The Chamber says Ireland is a transparent and open low tax jurisdiction with tax treaties with over 40 countries including the USA. US multinationals operating in Ireland have substantial businesses here employing approximately 100,000 people and account for a significant amount of exports from Ireland. US firms, in 2007, exported an estimated €83bn of products and services from Ireland into world markets. US firms paid over €2.5bn to the Irish Exchequer in Corporate Tax (or approx 40% of total corporate tax take in 2008 and contributed a further €13bn in expenditure to the Irish economy in terms of payrolls, goods and services employed in their operations.

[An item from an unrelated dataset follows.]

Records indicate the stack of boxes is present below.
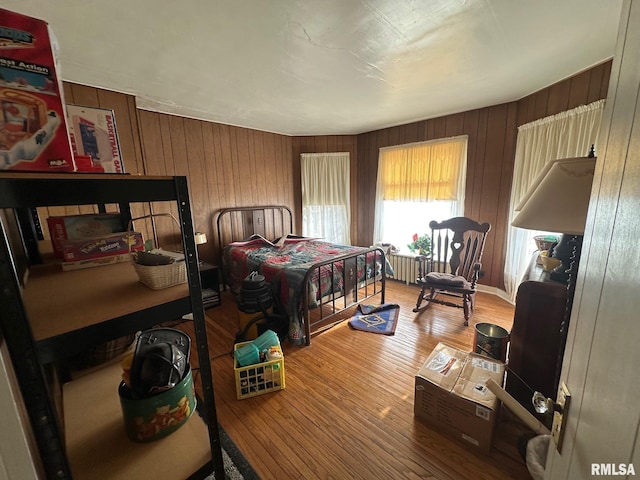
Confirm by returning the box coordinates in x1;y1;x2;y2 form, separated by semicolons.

Equally important is Irish investment in the United States. Irish companies directly employ an estimated 80,000 (CRH is responsible for more than 50% of this figure) in 200 companies and over 1,300 locations in all 50 States across the USA. The cumulative stock of Irish foreign direct investment (FDI) in the US stood at $33.5bn in 2007. The US is one of Ireland’s top export destinations with total bilateral trade in 2008 (exports to + imports from the USA) worth €23bn.
“The US administration is aware of the importance of this relationship and of the long standing relations between our two countries. I believe that they will be aware of this when looking at how their proposals will impact on the global competitiveness of US multinational companies with operations in Ireland,” said Wall.
Pat Wall avoids a very pertinent fact: US Bureau of Economic Analysis data shows that the combined net profit of US corporations in Ireland was $8.58 billion in 1997, $13.39 billion in 2000 and reached $31.3 billion in 2003 - - despite a slowing in activity because of the high tech bust. The $48 billion net profit in Ireland in 2005 compares with $37.01 billion in the UK and $74.06 billion in the Netherlands. US companies in Germany reported net profits of $11.22 billion in the same period while French operations made $9.52 billion and their Italian operations made $8.58 billion.
The huge rise in US profits in Ireland has not been correlated with a related increase in activity by US-based firms in Ireland.